What consequences came from this flagrant violation of the rules? Uber’s CEO was summoned to a meeting at Apple where he was informed to stop the practice or have Uber removed from the App Store. Uber agreed to the demand and continues to fingerprint iOS devices in line with Apple’s rules. In effect, the consequences were a slap on the wrist. It’s also unclear whether and to what degree Uber is a special case, or what criteria actually make an app worthy of being booted from the App Store.

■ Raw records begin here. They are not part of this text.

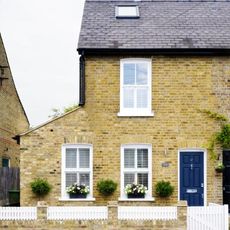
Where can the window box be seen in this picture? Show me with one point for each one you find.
(136, 196)
(77, 196)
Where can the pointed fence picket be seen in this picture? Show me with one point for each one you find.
(211, 217)
(77, 213)
(147, 213)
(18, 213)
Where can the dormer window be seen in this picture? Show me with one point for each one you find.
(127, 12)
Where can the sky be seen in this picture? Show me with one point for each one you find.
(40, 38)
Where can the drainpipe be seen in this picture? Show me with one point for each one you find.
(82, 80)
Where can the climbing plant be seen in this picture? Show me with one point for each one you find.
(222, 137)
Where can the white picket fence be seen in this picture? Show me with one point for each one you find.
(18, 213)
(147, 213)
(77, 213)
(212, 217)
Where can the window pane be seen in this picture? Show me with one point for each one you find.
(142, 178)
(127, 11)
(84, 178)
(129, 178)
(142, 74)
(129, 74)
(83, 158)
(70, 178)
(5, 162)
(71, 158)
(129, 158)
(142, 158)
(128, 98)
(142, 98)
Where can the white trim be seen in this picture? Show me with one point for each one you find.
(136, 111)
(128, 15)
(64, 195)
(148, 196)
(205, 169)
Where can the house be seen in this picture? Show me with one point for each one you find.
(148, 71)
(13, 117)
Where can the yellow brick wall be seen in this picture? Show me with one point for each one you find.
(180, 87)
(12, 117)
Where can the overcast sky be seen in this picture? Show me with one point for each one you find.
(40, 37)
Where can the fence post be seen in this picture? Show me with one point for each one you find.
(113, 213)
(226, 220)
(42, 210)
(182, 213)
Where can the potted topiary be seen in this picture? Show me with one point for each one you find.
(40, 187)
(219, 167)
(135, 190)
(106, 187)
(77, 191)
(164, 188)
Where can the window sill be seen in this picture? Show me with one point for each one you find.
(84, 199)
(137, 199)
(133, 114)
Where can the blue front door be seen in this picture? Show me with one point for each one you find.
(192, 178)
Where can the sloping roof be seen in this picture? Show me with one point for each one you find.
(6, 63)
(48, 122)
(162, 25)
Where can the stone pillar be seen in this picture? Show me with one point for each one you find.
(113, 213)
(182, 214)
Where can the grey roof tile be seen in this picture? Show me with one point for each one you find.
(162, 24)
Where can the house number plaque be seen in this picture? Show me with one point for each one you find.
(165, 164)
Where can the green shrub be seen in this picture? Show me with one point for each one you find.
(40, 187)
(106, 187)
(223, 137)
(164, 189)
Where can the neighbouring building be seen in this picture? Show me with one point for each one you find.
(147, 71)
(13, 119)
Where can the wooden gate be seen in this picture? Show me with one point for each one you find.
(9, 180)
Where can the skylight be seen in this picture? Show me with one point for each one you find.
(127, 12)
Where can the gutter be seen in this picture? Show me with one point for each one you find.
(167, 52)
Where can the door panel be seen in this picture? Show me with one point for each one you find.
(226, 178)
(192, 178)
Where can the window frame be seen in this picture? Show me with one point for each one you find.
(64, 194)
(136, 111)
(137, 14)
(148, 195)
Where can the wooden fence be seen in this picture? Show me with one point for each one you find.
(9, 180)
(211, 217)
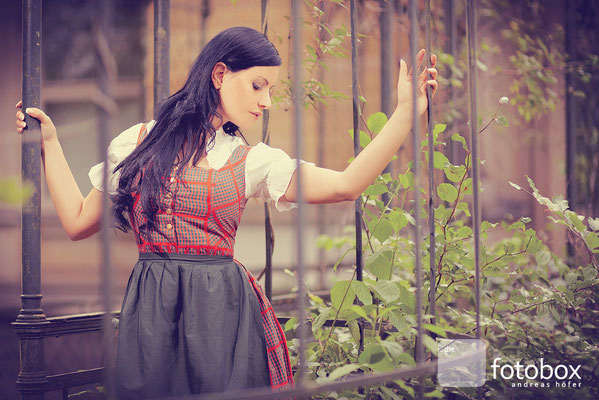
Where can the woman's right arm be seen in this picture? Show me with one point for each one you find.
(80, 216)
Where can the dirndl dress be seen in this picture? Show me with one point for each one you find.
(193, 319)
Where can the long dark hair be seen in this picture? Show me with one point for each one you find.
(184, 123)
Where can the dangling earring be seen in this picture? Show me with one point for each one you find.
(230, 128)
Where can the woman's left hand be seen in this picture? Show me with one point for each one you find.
(425, 78)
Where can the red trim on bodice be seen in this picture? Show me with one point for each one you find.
(199, 212)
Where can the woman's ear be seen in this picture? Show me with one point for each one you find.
(218, 74)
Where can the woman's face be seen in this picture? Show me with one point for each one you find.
(244, 94)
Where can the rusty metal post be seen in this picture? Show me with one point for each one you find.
(106, 72)
(386, 55)
(356, 126)
(268, 230)
(32, 376)
(472, 75)
(431, 168)
(416, 154)
(161, 50)
(298, 126)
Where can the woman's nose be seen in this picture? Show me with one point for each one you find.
(265, 101)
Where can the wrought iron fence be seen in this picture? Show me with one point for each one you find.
(32, 326)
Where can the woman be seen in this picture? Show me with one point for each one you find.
(193, 320)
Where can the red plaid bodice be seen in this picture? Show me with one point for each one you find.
(200, 211)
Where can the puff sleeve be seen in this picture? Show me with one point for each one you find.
(268, 174)
(120, 147)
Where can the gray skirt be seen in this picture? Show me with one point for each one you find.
(189, 324)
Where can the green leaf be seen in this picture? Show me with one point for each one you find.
(439, 160)
(430, 344)
(406, 358)
(576, 220)
(464, 231)
(342, 371)
(397, 219)
(434, 328)
(359, 311)
(542, 257)
(354, 330)
(321, 319)
(467, 186)
(454, 173)
(502, 121)
(339, 298)
(436, 394)
(456, 137)
(405, 183)
(592, 240)
(376, 122)
(372, 354)
(362, 292)
(447, 192)
(407, 298)
(400, 323)
(376, 189)
(439, 128)
(290, 324)
(383, 230)
(387, 290)
(393, 348)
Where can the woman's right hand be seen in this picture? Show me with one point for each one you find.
(47, 126)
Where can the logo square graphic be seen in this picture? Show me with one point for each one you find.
(462, 362)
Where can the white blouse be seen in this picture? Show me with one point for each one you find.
(268, 171)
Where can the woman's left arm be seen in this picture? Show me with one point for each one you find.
(321, 185)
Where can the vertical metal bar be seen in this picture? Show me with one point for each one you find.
(472, 75)
(451, 46)
(417, 205)
(385, 20)
(431, 166)
(356, 123)
(268, 231)
(32, 376)
(571, 113)
(297, 121)
(386, 53)
(106, 68)
(320, 155)
(161, 50)
(204, 13)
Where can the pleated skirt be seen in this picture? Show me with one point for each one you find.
(191, 324)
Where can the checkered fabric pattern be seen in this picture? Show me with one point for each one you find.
(278, 357)
(200, 210)
(200, 213)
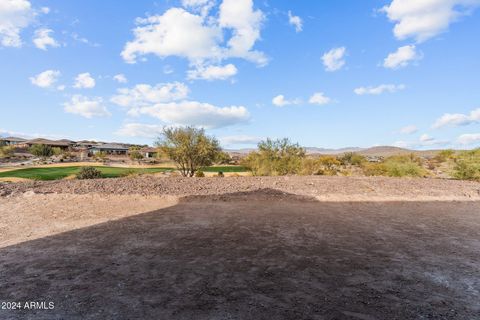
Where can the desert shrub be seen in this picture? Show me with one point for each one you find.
(396, 166)
(352, 158)
(89, 173)
(6, 152)
(56, 151)
(275, 158)
(190, 148)
(467, 165)
(41, 150)
(324, 165)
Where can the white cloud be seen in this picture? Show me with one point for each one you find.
(391, 88)
(423, 141)
(319, 98)
(42, 39)
(334, 59)
(86, 107)
(409, 129)
(457, 119)
(240, 139)
(280, 101)
(120, 78)
(199, 38)
(140, 130)
(196, 114)
(469, 138)
(145, 95)
(15, 15)
(45, 79)
(213, 72)
(402, 57)
(295, 21)
(425, 19)
(84, 81)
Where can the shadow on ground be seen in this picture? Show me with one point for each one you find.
(263, 255)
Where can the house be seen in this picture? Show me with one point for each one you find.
(149, 152)
(62, 144)
(14, 141)
(109, 148)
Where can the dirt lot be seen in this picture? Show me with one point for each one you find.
(242, 248)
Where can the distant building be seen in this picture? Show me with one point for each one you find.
(149, 152)
(62, 144)
(109, 148)
(14, 141)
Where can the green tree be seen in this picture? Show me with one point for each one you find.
(41, 150)
(7, 152)
(135, 154)
(275, 157)
(190, 148)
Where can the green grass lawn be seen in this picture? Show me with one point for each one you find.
(56, 173)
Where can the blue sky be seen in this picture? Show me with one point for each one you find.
(324, 73)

This isn’t the first time a company has played fast and loose with both Apple’s developer guidelines and consumers’ expectations. Just last year, one advertising network was able to get around device location settings by inferring an individual’s physical location by pinging WiFi networks and comparing them to a network database. This technical trickery has forced Apple to play an unwanted game of privacy whack-a-mole, and it is part of the reason that Apple has had to limit access to universal device identifiers, change how the “Limit Ad Tracking” features work, and even take steps to randomize device MAC addresses.

These constant privacy and security violations arise because of a systemic problem in the United States with privacy enforcement. Absent sector-specific rules with respect to certain categories of information, privacy practices are generally left for industry to determine. The Federal Trade Commission’s privacy enforcement is based largely on its ability to police deceptive statements, which has made unclear and vague privacy statements an effective legal obligation. Self-regulatory codes of conduct add further specific disclosures but also vary in their specificity and general applicability, particularly outside the narrow context of marketing. Technical compliance terms from major players like Apple, Google, and Amazon may also attempt to restrict activities for mobile applications, wearables, and other IoT technologies. But the consistent enforcement of these obligations is hard to determine, and while Apple may devote time and resources to rooting out violations of its rules, it is ultimately beholden to its bottom line. The end result is that technology companies and Silicon Valley start-ups operate with rules that permit them to seek any advantage.

Perhaps that is a part of an innovative business, but as Uber’s behavior demonstrates, there is no real clarity as to the consequences that companies should face for failing to follow what rules do exist. Accountability has been held up as an organizing principle to enforce industry compliance with privacy rules, but we haven’t determined what the actual cost of non-compliance should be. For nearly two decades now, we have discussed what constitutes meaningful self-regulation without any clear insight into what should happen when there are violations. Should Uber’s flagrant violation of Apple’s developer terms, for example, be viewed as something of a misdemeanor or felony? Uber’s ultimate sanction appears to be a meeting and a minimal shift in its operating practices. Is that fair? Is that consistent with consequences for other developers? The answer to all of these questions are unknown to regulators and the public, greatly reducing the meaningfulness of developer terms and industry codes of conduct.

The larger challenge is determining whether Uber’s violation of Apple’s developer terms could or should raise regulatory ire. The Federal Trade Commission has held companies liable under Section 5 for potentially misleading statements that are made to other businesses, particularly if those representations affect consumers, but that raises tough questions about business-to-business contracts and developer terms of service. Sanctions should be tailored to fit the crime, but when it comes to privacy and security mishaps with technology, consumers and their advocates are left being fingerprinted in the dark.